Bentley, Cairo receive International Education Faculty Achievement Award

The SIUE professors responsible for a collaboration between departments that began with a workshop and culminated in a study abroad program were awarded the 2013 International Education Faculty Achievement Award last week by Chancellor Julie Furst-Bowe.

Anthropology professor Aminata Cairo and theater and dance professor Kathryn Bentley created the interdisciplinary program and its study abroad component, in which students travel to Suriname, a country in northern South America.

The award itself is a great honor, according to Cairo.

“My family’s originally from Suriname, so the fact that I get to take students home means a whole lot to me, and it means a whole lot to my people in Suriname,” Cairo said. “They are very proud and very excited… they like it when you come back.”

Similarly, Bentley said she is honored to receive recognition from Furst-Bowe.

“I think it’s great that the university recognizes the work that myself and Aminata and other folks that are taking students on study abroad programs [are doing]… exposing students to as much as they can before they leave here,” Bentley said.

As part of the study abroad program, Cairo said theater students learn anthropological skills while theatre techniques aid anthropology students. The students participate in cultural workshops and service learning together and individual projects for their respective departments.

The theater techniques, according to Cairo, help students with group building, as well as field work, which requires dealing with different people.

Prior to this year’s Suriname trip, Bentley said the students met once a month to get to know each other, participated in theater improvisational games and learned “how to be involved with each other” and interact with communities.

The week before leaving, Bentley said the students met every day and her students were introduced or re-introduced to ethnographic and anthropological research methods.

The theater component teaches students about interaction and “being present in the moment,” according to Bentley, while the anthropological component teachings about interviewing.

Senior anthropology major Courtney Doole said working with the theater and dance department was “a lot of fun.”

“It helped me to recognize more of the beauty of the culture around us,” Doole said. “It helped provide a connection with the community and helped me to think outside of the box, more creatively.”

As far as service learning, Cairo said SIUE students went into Suriname schools and played theater games with the children.

Cairo and Bentley have taken students to Suriname twice. Traveling to Suriname is a “mind-blowing experience” for many students, according to Cairo.

“They get so much out of it,” Cairo said. “There’s just things that I cannot – that you cannot learn from a book, understanding your potential as a world citizen, there’s only so far you can go with that in a classroom.”
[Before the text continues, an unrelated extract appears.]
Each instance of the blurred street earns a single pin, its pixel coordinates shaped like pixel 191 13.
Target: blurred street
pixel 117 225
Senior anthropology major Jennifer Lewis participated in the most recent study abroad trip and said the Suriname population was diverse, including Indonesians, Chinese and Africans. Going on the trip also gave her the realization that she made the right decision in selecting anthropology as her major.

“A lot of people who are in cultural anthropology, [they] always talk about going to other places, then when they do realize, ‘This isn’t for me…,’” Lewis said. “This really showed me that I can do this.”

 

Furst-Bowe said the study abroad program is “very unique” because of its location and the fact that it brings two departments together. One of Furst-Bowe’s goals is for more students to participate in study abroad so they can experience an exposure to different countries, cultures and ways of learning.

“I talk to so many students when they return from a study abroad experience…,” Furst-Bowe said. “They come back and they’re just very changed because I think that they find is their way of living and learning here is, they’re rather set in their ways and it opens their eyes, opens their minds to just all kinds of different ways of thinking.”

Bentley said the collaboration has been “awesome” and is something “more people could embrace.”

“It’s very meaningful for the students to see two different disciplines working well together,” Bentley said. “It broadens their scope of what they can offer the world.”